Personal information
- Date of birth: 15 January 1909
- Place of birth: Fibbiana [it], Montelupo Fiorentino, Italy
- Date of death: 11 August 1944 (aged 35)
- Place of death: Mauthausen-Gusen, Austria
- Position(s): Striker

Senior career*
- Years: Team / Apps / (Gls)
- 1926–1930: Empoli
- 1930–1933: Livorno
- 1933–1934: Viareggio Calcio
- 1934–1939: Empoli

= Carlo Castellani =

Italian footballer (1909–1944)

Carlo Castellani (15 January 1909 – 11 August 1944) was an Italian footballer who played as a striker for Empoli, Livorno and Viareggio Calcio. He was deported to Gusen concentration camp in early 1944 in place of his anti-fascist father, and died there on 11 August 1944, aged 35.

==Life and career==
Castellani was born on 15 January 1909 in Fibbiana, Montelupo Fiorentino. He started his footballing career at Empoli, making his Terza Divisione debut on 7 November 1926, and helped the club to promotion to the Seconda Divisione that season.
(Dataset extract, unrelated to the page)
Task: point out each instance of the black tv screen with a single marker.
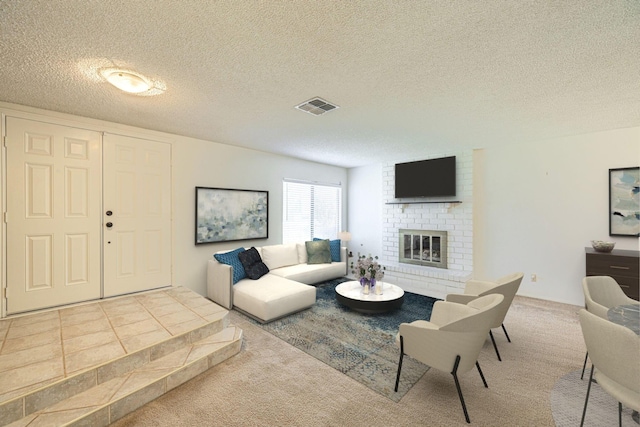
(426, 178)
He stayed at the club until 1930, when he joined Livorno in Serie A. He scored 3 in 25 games in the 1930–31 season as Livorno were relegated to Serie B. He transferred to Viareggio Calcio in 1933 before returning to Empoli in 1934. In total, he scored 61 goals in 145 matches for Empoli across his two spells at the club, making him their highest scoring player until 2011, when he was overtaken by Francesco Tavano. He retired from football in 1940 and continued to live in his birth town of Fibbiana, where he owned a sawmill. He continued to support Empoli financially after his retirement as a player.

Castellani's father was a socialist and vocal critic of Benito Mussolini and fascism and as a result, following strikes at a nearby glass factory, the occupying German forces looked to arrest his father. As his father was ill at the time, Castellani volunteered to go in his father's place in the belief that he would be sent to a nearby barracks where he could explain the situation. Castellani was instead taken to the railway station in Florence from where he was deported to Mauthausen concentration camp. He was transferred to Gusen concentration camp, where he died of dysentery on 11 August 1944.

In 1965, Empoli named their newly-built stadium Stadio Carlo Castellani in memory of Castellani.